La Maison où rêvent les arbres (Comès)

Comès © Casterman – 1995
Comès © Casterman – 1995

Suite au décès de ses parents, Cybèle part vivre chez sa grand-mère alors qu’elle ne la connaît pas. Cette dernière, une vieille dame solitaire et mystique, vit dans une forêt reculée. Elle habite la « maison où rêvent les arbres », une demeure construite par la nature et mise à sa disposition.

C’est là que Cybèle va désormais grandir, loin de toute civilisation. Outre ce nouveau cadre de vie déstabilisant pour une citadine, la jeune adolescente découvre les règles de vie de l’étrange bâtisse et doit s’habituer à la présence de cette mystérieuse inconnue qui fait pourtant partie de sa famille. Une situation des plus déstabilisantes pour Cybèle.

« – Mammy… Tu ne voudrais pas regarder sous le lit ?
– Pourquoi voudrais-tu que je regarde sous le lit ? Aurais-tu peur ?
– Pour vérifier s’il n’y a pas un monstre caché dessous !… Papa le faisait toujours… afin de me rassurer !
– Un monstre caché sous le lit ! Mais il y en a un ma chérie !… Il y en a toujours un ! »
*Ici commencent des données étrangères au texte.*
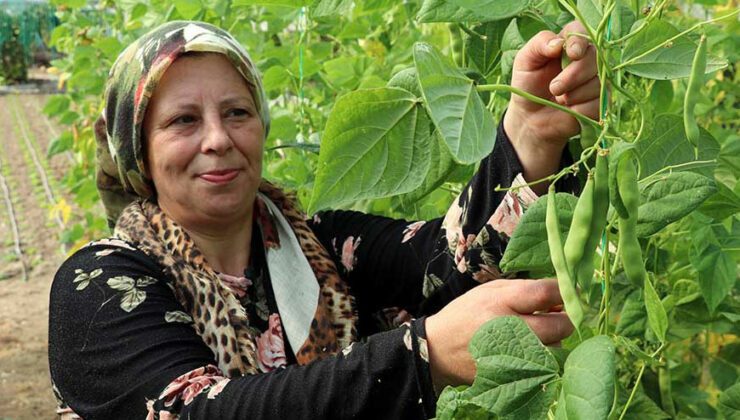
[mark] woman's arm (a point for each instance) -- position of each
(121, 348)
(421, 266)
Album déstabilisant au demeurant. Me concernant en tout cas. J’ai ressenti une difficulté à me situer face à ce jeune personnage (Cybèle) encore immature. Le monde imaginaire est encore très présent dans sa manière d’aborder les choses et le fait qu’elle déambule encore avec sa poupée de chiffon en est significatif. Sa sensibilité enfantine ne l’empêche pas de percevoir les choses très finement et de les questionner de façon pertinente. La plupart de ses déductions et interrogations font mouches, mais cela m’a donné l’impression qu’elle quittait l’enfance pour entrer directement dans l’âge adulte… il manque une transition dans le cheminement et l’évolution de ce personnage. On pourrait se demander si elle ne joue pas un double jeu ; elle est à la fois naïve et précautionneuse. Qui plus est, elle se montre diplomate dans les échanges avec son aïeule. Cela crée de l’ambiguïté mais on devine déjà l’adulte que pourrait devenir Cybèle : une femme intègre, perspicace et lucide.
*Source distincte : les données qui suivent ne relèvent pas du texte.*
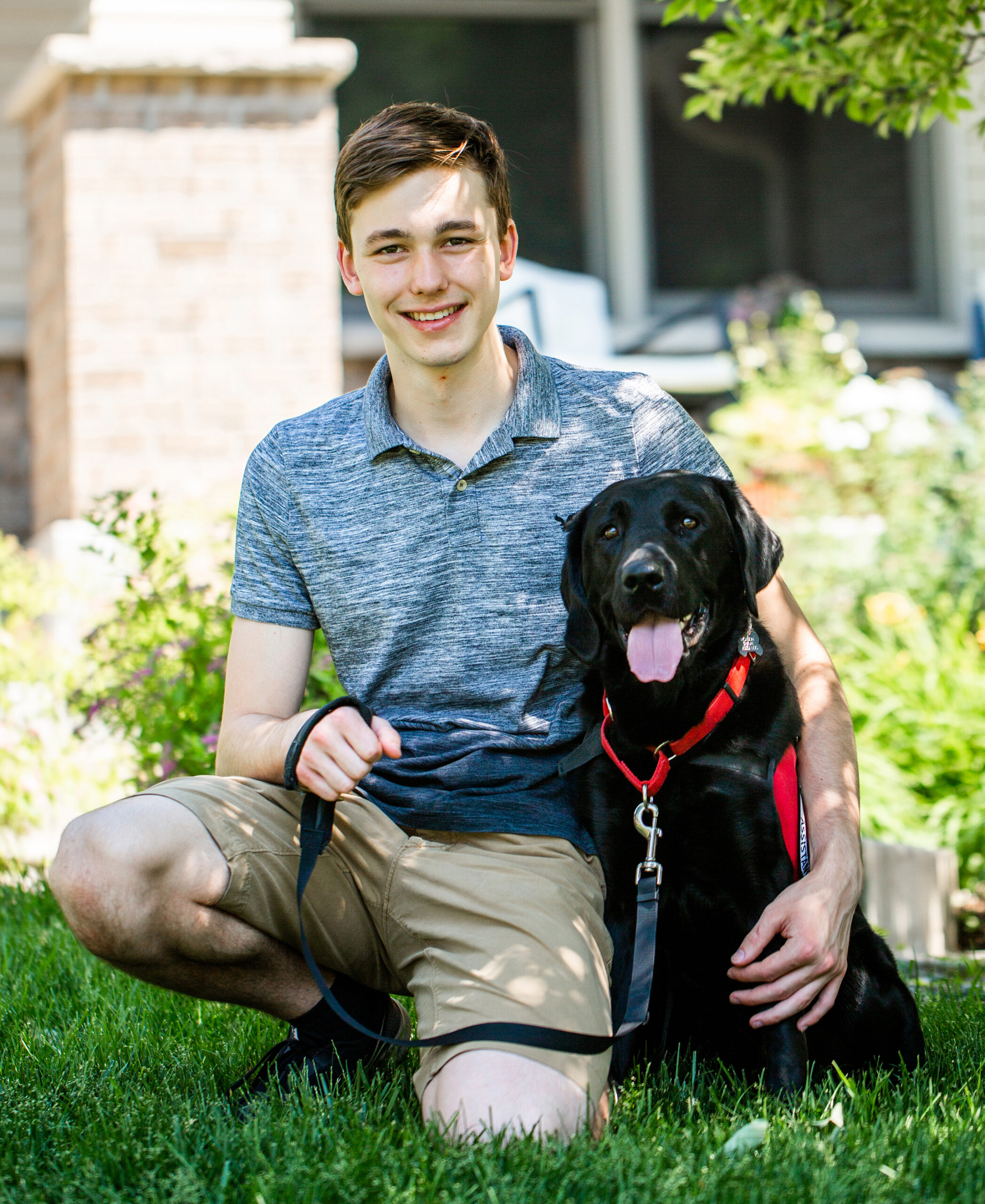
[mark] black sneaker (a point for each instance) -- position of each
(322, 1065)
Le double visage de Cybèle contribue largement à l’atmosphère de cet album.

Didier Comès (Silence, Eva…) a cette capacité de développer des univers en huis-clos dans lesquels l’ambiance semble ne tenir qu’à un fil. Ici, elle se construit dès le préambule dans une scène où l’on observe un couple en train de naviguer (en pirogue) non loin de la foret où vit Cybèle. Les événements étranges qui se succèdent vont insidieusement attirer notre attention et rendre l’atmosphère oppressante. Les jeux de contrastes entre le noir et le blanc renforcent cette impression et aiguisent nos sens.

Comès suggère l’inquiétude au compte-goutte sans user d’artifices superflus. Case après case, méticuleusement, il travaille son univers, s’aide des contrastes provoqués par la rencontre du noir et du blanc et change l’angle de vue que l’on peut avoir de la scène comme le ferait une caméra. D’instinct, le lecteur est aux aguets sans réellement savoir où Comès souhaite l’emmener… si ce n’est vers des ressentis : inquiétude, peur, besoin de repères concrets pour retrouver de la réassurance dans ce monde étranger mais pourtant si réel. Didier Comès nous amène à regarder différemment des paysages que l’on pourrait croiser tous les jours. Il parvient à nous sensibiliser à l’existence de « quelque chose » qui se situe dans un registre surnaturel.

Dans ses albums, le temps est comme suspendu, il s’efface derrière la scène qui se déroule sous nos yeux. Le lecteur choisit la vitesse de lecture qui lui convient, laissant ainsi une grande place à l’observation des illustrations. On prend la mesure de la force évocatrice des dessins de Comès. Une fois encore, je me rends compte que l’on fait abstraction de tout ce qui nous entoure quand on est plongé dans un de ses ouvrage. Seul le contenu de ce dernier existe à nos yeux, il nous plonge dans une réalité artificielle que l’on ressent physiquement : un grincement qui fait crisper les dents, un brouillard épais qui fait frissonner, la vision d’une ombre qui nous met en tension… Comès a cette facilité de retranscrire les émotions et les sensations qui est assez déconcertante.

Pourtant, malgré tout le plaisir que j’ai eu à contempler les planches de cet album, je ne suis pas parvenue – cette fois – à adhérer à certains contrastes présents ici : 1/ Deux femmes que tout oppose (l’âge, le fossé créé par la différence de génération…), 2/ L’écart marqué entre leurs attitudes respectives (la spontanéité de l’enfant et l’austérité de la vieille dame par exemple), 3/ la personnalité floue de Cybèle : Cybèle au visage si lisse, une enfant au sourire si absent, une gamine aux propos si naïfs mais qui s’exprime de façon élaborée.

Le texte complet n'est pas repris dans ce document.